Итак, я стану рассказывать из доисторической, так сказать, эпохи моего детства только то, в действительности чего не могу сомневаться.

Отрывочные воспоминания

Самые первые предметы, уцелевшие на ветхой картине давно прошедшего, картине, сильно полинявшей в иных местах от времени и потока шестидесятых годов, предметы и образы, которые еще носятся в моей памяти, — кормилица, маленькая сестрица и мать; тогда они не имели для меня никакого определенного значенья и были только безымёнными образами. Кормилица представляется мне сначала каким-то таинственным, почти невидимым существом. Я помню себя лежащим ночью то в кроватке, то на руках матери и горько плачущим: с рыданием и воплями повторял я одно и то же слово, призывая кого-то, и кто-то являлся в сумраке слабоосвещенной комнаты, брал меня на руки, клал к груди… и мне становилось хорошо. Потом помню, что уже никто не являлся на мой крик и призывы, что мать, прижав меня к груди, напевая одни и те же слова успокоительной песни, бегала со мной по комнате до тех пор, пока я засыпал. Кормилица, страстно меня любившая, опять несколько раз является в моих воспоминаниях, иногда вдали, украдкой смотрящая на меня из-за других, иногда целующая мои руки, лицо и плачущая надо мною. Кормилица моя была господская крестьянка и жила за тридцать верст; она отправлялась из деревни пешком в субботу вечером и приходила в Уфу рано поутру в воскресенье; наглядевшись на меня и отдохнув, пешком же возвращалась в свою Касимовку, чтобы поспеть на барщину. Помню, что она один раз приходила, а может быть, и приезжала как-нибудь, с моей молочной сестрой, здоровой и краснощекой девочкой.
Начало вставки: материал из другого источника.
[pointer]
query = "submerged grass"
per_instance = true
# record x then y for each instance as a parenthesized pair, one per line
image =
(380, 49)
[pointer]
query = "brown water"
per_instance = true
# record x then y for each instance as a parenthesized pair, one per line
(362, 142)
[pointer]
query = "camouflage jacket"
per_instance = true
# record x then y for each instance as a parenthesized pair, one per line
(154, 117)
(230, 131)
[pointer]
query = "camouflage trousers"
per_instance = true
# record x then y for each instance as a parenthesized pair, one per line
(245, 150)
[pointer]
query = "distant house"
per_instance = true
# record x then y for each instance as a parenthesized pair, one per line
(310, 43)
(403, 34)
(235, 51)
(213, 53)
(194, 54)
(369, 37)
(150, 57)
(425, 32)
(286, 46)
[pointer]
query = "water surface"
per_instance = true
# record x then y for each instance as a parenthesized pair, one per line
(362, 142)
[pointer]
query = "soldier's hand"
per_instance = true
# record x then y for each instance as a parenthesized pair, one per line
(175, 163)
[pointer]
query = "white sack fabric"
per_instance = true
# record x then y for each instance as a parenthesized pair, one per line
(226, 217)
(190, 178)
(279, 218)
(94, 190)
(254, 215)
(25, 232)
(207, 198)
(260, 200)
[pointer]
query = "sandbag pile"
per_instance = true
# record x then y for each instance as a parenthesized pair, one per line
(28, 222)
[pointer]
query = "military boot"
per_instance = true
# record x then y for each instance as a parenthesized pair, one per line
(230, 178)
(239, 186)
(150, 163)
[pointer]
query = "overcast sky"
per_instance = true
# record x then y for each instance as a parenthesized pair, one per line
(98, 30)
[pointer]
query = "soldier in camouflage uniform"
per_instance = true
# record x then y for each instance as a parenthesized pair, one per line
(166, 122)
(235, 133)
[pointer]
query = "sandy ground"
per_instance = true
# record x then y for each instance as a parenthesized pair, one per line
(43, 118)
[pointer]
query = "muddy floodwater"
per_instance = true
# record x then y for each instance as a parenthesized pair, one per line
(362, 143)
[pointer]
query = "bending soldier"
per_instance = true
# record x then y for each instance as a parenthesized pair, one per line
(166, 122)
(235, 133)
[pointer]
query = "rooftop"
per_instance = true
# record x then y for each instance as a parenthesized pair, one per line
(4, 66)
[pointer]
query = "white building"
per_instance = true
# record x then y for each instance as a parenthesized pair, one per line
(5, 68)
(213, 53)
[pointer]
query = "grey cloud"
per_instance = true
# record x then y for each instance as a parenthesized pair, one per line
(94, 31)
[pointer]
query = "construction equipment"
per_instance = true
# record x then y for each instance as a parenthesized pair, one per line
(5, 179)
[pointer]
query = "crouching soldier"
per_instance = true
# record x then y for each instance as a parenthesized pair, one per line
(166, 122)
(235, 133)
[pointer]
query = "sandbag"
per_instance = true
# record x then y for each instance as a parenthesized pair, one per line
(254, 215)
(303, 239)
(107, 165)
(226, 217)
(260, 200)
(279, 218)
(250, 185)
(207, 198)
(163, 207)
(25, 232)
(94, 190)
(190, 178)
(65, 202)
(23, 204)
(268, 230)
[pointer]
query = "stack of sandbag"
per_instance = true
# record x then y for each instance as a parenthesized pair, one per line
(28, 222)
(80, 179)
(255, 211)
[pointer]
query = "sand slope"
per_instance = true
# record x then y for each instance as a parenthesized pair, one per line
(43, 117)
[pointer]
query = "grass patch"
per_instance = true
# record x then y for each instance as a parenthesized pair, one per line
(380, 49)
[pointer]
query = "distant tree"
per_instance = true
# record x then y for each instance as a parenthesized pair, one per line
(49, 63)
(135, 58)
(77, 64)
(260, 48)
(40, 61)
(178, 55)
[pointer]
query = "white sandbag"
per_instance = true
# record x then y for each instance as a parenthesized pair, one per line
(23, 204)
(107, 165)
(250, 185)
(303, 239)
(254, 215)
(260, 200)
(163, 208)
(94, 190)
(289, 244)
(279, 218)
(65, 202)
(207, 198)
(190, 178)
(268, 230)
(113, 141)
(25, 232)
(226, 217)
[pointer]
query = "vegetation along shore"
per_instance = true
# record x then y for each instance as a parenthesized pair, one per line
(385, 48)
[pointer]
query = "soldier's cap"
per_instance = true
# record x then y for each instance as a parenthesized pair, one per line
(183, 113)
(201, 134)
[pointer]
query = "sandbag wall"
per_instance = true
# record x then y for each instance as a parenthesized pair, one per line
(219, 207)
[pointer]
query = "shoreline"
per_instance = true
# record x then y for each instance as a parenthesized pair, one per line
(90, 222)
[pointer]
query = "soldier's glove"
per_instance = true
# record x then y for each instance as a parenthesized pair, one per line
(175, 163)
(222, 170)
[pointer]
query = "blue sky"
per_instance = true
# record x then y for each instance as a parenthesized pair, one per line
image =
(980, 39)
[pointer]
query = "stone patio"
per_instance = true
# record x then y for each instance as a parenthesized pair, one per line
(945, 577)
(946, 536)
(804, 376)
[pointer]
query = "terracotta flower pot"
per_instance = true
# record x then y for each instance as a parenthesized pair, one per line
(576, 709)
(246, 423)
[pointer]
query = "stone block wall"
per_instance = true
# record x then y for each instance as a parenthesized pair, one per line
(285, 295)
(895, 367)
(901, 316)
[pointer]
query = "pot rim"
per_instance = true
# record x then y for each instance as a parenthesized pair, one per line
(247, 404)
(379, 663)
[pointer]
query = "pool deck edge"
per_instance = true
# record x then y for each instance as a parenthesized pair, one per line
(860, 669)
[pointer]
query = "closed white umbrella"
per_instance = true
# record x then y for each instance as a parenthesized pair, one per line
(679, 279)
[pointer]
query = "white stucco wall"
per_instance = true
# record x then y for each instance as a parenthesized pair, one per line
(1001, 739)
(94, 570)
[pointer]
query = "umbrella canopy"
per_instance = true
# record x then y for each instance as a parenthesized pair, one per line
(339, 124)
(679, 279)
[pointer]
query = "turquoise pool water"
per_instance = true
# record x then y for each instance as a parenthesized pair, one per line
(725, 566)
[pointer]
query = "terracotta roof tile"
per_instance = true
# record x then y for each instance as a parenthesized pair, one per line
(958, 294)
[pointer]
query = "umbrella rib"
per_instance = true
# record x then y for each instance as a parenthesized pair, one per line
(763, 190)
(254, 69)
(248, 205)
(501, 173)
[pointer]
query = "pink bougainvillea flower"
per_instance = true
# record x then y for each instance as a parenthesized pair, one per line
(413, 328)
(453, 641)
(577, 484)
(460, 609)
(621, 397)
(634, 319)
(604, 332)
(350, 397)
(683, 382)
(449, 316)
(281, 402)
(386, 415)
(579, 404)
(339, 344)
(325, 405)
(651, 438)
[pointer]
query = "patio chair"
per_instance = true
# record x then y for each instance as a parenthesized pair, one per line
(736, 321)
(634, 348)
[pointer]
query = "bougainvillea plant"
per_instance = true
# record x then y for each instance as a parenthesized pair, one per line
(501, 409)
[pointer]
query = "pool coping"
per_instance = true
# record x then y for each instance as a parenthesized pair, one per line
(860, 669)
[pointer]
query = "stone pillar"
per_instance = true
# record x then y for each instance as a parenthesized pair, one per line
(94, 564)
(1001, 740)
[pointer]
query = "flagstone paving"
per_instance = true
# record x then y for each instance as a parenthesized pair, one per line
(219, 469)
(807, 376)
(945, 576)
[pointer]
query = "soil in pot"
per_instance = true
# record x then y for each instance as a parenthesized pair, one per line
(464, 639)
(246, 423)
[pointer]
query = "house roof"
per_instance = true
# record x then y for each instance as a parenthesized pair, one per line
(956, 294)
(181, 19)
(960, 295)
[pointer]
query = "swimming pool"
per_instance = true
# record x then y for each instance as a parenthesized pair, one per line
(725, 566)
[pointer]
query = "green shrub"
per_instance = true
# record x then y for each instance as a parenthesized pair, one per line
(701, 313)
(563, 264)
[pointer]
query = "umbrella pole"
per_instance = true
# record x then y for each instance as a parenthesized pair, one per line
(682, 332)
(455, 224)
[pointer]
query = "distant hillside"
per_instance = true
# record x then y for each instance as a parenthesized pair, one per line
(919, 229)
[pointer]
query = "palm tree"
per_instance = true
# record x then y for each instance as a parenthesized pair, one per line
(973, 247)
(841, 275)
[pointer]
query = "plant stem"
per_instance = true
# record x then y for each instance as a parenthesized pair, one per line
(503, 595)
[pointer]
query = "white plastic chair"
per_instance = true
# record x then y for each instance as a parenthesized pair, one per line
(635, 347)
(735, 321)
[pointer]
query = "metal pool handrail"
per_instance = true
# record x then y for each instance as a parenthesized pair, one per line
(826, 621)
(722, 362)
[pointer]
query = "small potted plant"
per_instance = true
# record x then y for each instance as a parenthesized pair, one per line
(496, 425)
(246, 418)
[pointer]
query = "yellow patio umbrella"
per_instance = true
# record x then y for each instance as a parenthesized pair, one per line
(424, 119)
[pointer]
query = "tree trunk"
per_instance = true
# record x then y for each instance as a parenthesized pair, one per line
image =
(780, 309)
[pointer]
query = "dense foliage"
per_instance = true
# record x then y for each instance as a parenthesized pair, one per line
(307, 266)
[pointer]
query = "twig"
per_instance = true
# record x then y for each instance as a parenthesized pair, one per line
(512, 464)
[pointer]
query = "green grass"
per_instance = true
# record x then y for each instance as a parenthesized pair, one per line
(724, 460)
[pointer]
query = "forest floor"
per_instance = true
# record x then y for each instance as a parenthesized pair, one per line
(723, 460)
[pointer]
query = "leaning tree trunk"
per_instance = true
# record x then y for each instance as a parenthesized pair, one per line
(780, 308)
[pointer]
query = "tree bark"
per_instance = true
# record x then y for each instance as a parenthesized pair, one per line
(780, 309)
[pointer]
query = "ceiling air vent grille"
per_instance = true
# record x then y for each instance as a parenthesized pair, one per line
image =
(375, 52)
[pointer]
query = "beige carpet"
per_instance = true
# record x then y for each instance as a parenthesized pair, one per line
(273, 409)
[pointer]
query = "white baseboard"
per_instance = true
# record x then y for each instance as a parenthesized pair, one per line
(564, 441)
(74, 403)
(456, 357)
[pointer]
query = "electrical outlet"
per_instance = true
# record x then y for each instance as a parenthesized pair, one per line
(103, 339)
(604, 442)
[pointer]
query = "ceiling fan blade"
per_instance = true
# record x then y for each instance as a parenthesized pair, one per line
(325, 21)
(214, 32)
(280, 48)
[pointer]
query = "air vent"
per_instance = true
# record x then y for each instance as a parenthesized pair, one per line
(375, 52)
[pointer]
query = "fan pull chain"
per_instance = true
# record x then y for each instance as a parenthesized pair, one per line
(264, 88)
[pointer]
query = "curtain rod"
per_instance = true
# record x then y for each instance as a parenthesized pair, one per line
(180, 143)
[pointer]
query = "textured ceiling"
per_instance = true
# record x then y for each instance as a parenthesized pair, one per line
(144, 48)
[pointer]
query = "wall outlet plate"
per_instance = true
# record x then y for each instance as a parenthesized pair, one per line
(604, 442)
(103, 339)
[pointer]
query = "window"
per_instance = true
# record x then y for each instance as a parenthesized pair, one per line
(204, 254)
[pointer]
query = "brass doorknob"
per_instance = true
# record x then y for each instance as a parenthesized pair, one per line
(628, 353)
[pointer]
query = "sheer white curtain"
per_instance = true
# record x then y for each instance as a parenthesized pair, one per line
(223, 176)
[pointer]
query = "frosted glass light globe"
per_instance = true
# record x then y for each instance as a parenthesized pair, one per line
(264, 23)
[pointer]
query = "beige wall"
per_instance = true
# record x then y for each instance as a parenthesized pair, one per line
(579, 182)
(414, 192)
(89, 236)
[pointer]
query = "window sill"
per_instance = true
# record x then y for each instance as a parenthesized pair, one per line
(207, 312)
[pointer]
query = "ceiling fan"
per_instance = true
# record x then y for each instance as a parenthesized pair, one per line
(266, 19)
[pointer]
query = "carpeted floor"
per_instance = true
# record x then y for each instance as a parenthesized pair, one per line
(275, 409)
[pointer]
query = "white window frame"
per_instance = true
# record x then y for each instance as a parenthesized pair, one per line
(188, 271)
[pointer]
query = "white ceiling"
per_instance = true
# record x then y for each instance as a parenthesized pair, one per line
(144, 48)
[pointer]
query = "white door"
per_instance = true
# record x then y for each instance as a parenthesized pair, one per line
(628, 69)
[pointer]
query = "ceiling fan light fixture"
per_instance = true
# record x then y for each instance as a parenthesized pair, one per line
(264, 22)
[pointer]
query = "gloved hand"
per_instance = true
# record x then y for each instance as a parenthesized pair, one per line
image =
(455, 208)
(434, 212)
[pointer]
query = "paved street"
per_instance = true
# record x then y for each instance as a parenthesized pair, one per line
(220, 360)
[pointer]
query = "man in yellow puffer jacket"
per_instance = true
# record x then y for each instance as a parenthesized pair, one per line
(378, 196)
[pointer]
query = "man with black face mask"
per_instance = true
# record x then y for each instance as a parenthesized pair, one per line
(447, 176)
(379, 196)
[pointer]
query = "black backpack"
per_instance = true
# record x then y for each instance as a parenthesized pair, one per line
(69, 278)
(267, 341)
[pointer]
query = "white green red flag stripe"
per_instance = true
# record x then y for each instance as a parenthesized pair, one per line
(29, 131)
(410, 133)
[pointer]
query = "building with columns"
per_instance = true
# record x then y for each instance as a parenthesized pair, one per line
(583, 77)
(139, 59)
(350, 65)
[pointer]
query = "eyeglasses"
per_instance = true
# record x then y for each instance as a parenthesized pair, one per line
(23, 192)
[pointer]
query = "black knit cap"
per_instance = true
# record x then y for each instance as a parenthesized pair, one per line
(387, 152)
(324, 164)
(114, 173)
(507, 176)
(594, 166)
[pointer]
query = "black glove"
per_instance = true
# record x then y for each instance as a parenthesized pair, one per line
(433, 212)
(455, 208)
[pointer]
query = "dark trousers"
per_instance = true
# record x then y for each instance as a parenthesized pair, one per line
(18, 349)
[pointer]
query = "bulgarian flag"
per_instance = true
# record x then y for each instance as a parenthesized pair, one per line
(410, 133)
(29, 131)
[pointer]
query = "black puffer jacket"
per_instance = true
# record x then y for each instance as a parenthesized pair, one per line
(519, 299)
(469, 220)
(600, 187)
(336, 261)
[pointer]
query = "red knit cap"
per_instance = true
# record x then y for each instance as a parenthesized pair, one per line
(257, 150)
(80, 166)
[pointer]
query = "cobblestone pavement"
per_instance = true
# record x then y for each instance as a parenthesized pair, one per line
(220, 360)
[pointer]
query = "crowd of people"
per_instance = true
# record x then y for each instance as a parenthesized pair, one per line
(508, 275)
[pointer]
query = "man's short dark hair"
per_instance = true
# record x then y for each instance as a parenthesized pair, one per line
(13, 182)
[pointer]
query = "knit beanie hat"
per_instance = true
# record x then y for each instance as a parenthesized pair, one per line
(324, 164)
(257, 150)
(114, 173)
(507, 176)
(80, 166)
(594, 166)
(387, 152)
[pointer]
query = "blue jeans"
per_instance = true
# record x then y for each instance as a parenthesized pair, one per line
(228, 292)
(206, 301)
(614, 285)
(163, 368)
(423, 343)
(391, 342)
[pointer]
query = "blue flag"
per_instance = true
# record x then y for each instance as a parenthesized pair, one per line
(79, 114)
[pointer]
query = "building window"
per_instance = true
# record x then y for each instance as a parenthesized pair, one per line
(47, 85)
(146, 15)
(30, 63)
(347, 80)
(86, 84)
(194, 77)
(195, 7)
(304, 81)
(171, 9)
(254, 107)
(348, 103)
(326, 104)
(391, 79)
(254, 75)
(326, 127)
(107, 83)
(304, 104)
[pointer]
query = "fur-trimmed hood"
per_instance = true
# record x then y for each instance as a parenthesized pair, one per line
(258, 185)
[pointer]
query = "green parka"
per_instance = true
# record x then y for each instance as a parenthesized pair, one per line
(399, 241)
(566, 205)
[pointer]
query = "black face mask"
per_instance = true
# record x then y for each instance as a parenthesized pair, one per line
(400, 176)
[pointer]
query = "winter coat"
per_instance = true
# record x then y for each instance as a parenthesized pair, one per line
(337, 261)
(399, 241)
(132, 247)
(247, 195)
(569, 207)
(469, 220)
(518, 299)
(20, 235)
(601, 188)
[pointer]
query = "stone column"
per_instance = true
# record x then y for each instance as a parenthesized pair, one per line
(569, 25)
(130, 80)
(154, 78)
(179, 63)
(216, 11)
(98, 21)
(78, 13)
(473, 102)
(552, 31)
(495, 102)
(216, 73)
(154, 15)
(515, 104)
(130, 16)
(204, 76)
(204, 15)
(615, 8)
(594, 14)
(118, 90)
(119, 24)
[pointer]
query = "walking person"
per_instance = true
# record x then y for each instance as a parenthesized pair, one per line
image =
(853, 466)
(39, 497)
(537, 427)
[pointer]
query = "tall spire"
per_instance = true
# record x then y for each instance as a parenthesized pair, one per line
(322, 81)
Сестрицу я любил сначала больше всех игрушек, больше матери, и любовь эта выражалась беспрестанным желаньем ее видеть и чувством жалости: мне все казалось, что ей холодно, что сна голодна и что ей хочется кушать; я беспрестанно хотел одеть ее своим платьицем и кормить своим кушаньем; разумеется, мне этого не позволяли, и я плакал.

Постоянное присутствие матери сливается с каждым моим воспоминанием. Ее образ неразрывно соединяется с моим существованьем, и потому он мало выдается в отрывочных картинах первого времени моего детства, хотя постоянно участвует в них.